Kali ini pertengkaran ayah dan ibu Rita disebabkan karena anjloknya nilai sekolahnya. Rita masih duduk di Kelas 2 SMP 1 Jakarta Pusat. Tingginya sebahu dengan paras yang cukup manis. Kemarin ia penerimaan lapor dan nilainya sangat buruk.
Rita tinggal di Jl. Jendral Sudirman No. 40. Ia tinggal ditemani oleh bibi Iyem, pembantunya. Rita jarang bertemu orang tuanya karena mereka berdua sangat sibuk. Ayah Rita, Thamrin jarang pulang ke rumah karena sering keluar kota untuk kunjungan kerja. Sedangkan ibunya, Rina juga sering keluar kota mengurus usaha Butiknya.
***
“Semua ini gara-gara kamu, Bu” bentak Thamrin.
“Ouh yah? Jadi kamu nyalahin semua pada aku Pak?” Jawab Rina membela diri.
“Iya, semua ini karena kamu, kalau bukan karena sering keluar kota mengurus bisnis butik kamu yang nggak jelas itu. Semua tak akan seperti ini” jelas Thamrin sambil menunjukkan nilai lapor Rita yang berisi nilai merah semua.
“Salahkan saja semua kepadaku Pak!” Rina balik membentak.
“Kalau kamu bisa beri perhatian sedikit saja dan mendampingi Rita lebih baik, maka nilainya tak akan seperti ini”
“Terus selama ini kamu dimana aja Pak?
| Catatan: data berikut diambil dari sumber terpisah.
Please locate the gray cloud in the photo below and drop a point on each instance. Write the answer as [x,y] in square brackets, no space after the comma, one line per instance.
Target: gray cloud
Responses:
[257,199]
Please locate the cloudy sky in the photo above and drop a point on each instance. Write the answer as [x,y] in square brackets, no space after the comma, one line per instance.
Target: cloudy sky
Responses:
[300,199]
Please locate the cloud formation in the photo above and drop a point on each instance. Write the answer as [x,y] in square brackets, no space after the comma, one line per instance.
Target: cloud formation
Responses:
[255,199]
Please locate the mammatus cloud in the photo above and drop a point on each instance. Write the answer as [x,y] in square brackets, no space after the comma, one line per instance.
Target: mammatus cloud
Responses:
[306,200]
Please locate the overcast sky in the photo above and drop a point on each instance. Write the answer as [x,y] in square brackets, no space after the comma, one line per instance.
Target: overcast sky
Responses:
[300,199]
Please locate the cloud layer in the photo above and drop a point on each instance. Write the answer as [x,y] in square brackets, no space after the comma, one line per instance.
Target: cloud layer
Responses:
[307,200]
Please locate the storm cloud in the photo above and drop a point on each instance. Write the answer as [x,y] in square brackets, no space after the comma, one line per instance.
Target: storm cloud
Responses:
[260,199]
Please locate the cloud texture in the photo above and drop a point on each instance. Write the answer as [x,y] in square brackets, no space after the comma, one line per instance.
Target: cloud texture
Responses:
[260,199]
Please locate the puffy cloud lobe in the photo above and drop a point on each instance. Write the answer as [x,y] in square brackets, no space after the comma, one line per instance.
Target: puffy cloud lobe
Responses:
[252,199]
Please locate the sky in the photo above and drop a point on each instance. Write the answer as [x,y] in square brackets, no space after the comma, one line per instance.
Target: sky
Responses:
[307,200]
Apa kamu pikir kamu lebih banyak memberi anak kita perhatian?” tanya ibu Rita sambil menunjuk Rita yang terus saja menangis dibalik dinding.
“Hey ibu harusnya sadar, Ayah seperti ini karena saya bertanggung jawab sebagai kepala keluarga disini”
“Ayah seperti ini untuk memenuhi kebutuhan kalian berdua, untuk masa depan anak kita” lanjut Thamrin.
“Lah ibu kenapa juga harus mengurus Butik sampai ke luar kota dan mengabaikan Rita? Apa nafkah yang ayah berikan belum cukup?” Thamrin bertanya dengan nada sinis.
“Ibu juga melakukan ini untuk kebaikan kita semua, untuk masa depan Rita”
“Ayah tak mau tau, pokoknya ibu harus berhenti mengurus Butik ibu” paksa Thamrin.
“Maksud ayah? Ibu harus berhenti dari usaha ini gitu? Tak mungkin Pak, tidak mungkin” bela Rina menolak permintaan Thamrin.
“Ayah aja yang berhenti dari kantor ayah dan bantu ibu saja mengelola butik ini” balas Rina meminta Thamrin mengalah.
“Tidak bisa, pokoknya tidak bisa” bentak Thamrin geram.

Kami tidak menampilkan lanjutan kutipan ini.